Dependencias innecesarias

FERROL

10 sep 2017 . Actualizado a las 05:00 h.

E l otro día, tomando un café en la terraza de una cafetería, me llamó la atención lo que pasaba en la mesa de al lado: seis personas de mediana edad, durante el tiempo que yo estuve allí, no pronunciaron ni una palabra entre ellos, cada uno mirando su teléfono móvil. Así, en silencio, casi una hora. Allí no se hablaba, sólo se atendía a la pantalla del pequeño artilugio y a sus teclas. Ni una palabra entre ellos (y ellas). Esto es una auténtica epidemia. Si los adultos no somos capaces de regular el uso del móvil, no nos puede extrañar que los niños y adolescentes estén cada vez más enganchados a estos aparatos. Me decía un profesor de Primaria que los niños de ahora, en los recreos, ya no juegan ni al fútbol ni a nada. Están chateando por el móvil con otros compañeros… que ¡están a diez pasos!, en el mismo patio del colegio. ¿Qué se contarán a través del teclado? Pero lo que más importa es que renuncian a la palabra hablada, que es viva, que tiene alma y sentimientos, que nos hace participar directamente de lo que se cuenta, y la sustituyen por un texto que no va más allá de un renglón y que es aséptico, insulso y con faltas de ortografía (aunque de esto último ni se den cuenta). El caso es que hoy, niños y mayores, no podemos dar ya un paso sin el dichoso artilugio, que tiene muchas ventajas, pero quizá también demasiados inconvenientes. Este estar tan pendiente de la pantalla, de los chats y de los whatsAps, del chiste que nos mandan o de la frase con que responderemos, en el fondo nos está condenando a vivir fuera de nosotros mismos, a no dejarnos pensar ni reflexionar sobre lo que estamos viviendo en ese momento. Ese es uno de los grandes problemas.
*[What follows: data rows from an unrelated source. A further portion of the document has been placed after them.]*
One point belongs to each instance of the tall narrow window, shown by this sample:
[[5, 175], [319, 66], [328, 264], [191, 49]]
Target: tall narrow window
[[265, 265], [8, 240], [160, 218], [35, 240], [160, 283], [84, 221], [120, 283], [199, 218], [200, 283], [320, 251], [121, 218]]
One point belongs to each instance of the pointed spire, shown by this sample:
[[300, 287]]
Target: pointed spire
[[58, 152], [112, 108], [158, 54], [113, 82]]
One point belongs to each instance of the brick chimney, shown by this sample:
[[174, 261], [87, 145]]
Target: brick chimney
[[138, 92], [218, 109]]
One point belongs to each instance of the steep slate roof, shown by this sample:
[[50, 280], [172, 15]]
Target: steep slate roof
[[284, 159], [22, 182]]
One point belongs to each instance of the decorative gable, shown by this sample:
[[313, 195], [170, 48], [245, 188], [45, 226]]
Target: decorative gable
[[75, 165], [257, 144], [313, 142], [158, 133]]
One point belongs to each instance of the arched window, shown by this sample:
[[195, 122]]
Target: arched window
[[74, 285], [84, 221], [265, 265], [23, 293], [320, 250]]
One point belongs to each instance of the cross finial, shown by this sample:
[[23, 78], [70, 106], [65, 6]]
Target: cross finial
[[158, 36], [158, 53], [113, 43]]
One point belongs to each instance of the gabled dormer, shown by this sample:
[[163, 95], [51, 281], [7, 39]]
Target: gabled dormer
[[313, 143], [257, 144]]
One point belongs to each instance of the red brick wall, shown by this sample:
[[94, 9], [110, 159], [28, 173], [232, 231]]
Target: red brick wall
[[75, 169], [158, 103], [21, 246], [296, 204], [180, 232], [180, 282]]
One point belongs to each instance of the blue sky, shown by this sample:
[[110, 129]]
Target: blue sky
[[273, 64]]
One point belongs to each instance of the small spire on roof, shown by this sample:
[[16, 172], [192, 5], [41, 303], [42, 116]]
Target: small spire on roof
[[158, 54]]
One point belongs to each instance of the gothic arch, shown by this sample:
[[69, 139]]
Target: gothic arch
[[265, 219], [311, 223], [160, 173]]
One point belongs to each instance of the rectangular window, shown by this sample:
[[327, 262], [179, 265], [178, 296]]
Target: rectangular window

Todo lo que tengo que decir lo resuelvo con unos cuantos caracteres, así despacho el problema que sea, sin dedicar el tiempo necesario a reflexionar sobre lo que la vida diaria nos va ofreciendo. Si no pensamos las cosas, mal las vamos a entender y asimilar.

La educación en casa y en el colegio tiene que entrar de lleno en este problema y regular sin titubeos el uso del móvil. Yo lo vi hace ya unos años (y así lo escribí en aquel momento) cuando en una encuesta en el aula de alumnos de dieciséis años se les preguntó cuántos de ellos tenían un teléfono móvil. En clase eran veinticinco, y levantaron la mano veinticuatro, todos sonrientes y llenos de razón. Además, según fueron diciendo, el gasto mensual del aparato estaba entre 40 y 80 euros. Mientras las preguntas seguían, yo busqué con la mirada al único alumno que no tenía teléfono móvil. Estaba como desconcertado, como con vergüenza por ser el único que no tenía un aparato al parecer imprescindible. Era un hijo de inmigrantes hispanoamericanos y ese día quizá aprendió que en el primer mundo no siempre las cosas son lógicas ni coherentes (las encuestas hay que hacerlas individualmente y por escrito, para evitar apuros improcedentes), y que los jóvenes españoles deben de ser los más extravertidos del mundo, pues tan necesitados están de comunicarse entre ellos por teléfono. Yo aproveché para sacarle hierro al asunto diciéndole al chico, al salir de clase, que el móvil era algo absolutamente prescindible a esa edad y en circunstancias normales. No tenía más que escuchar las conversaciones absurdas que, a voz en grito, estaban manteniendo por teléfono muchos de sus compañeros en esos momentos, en los pasillos.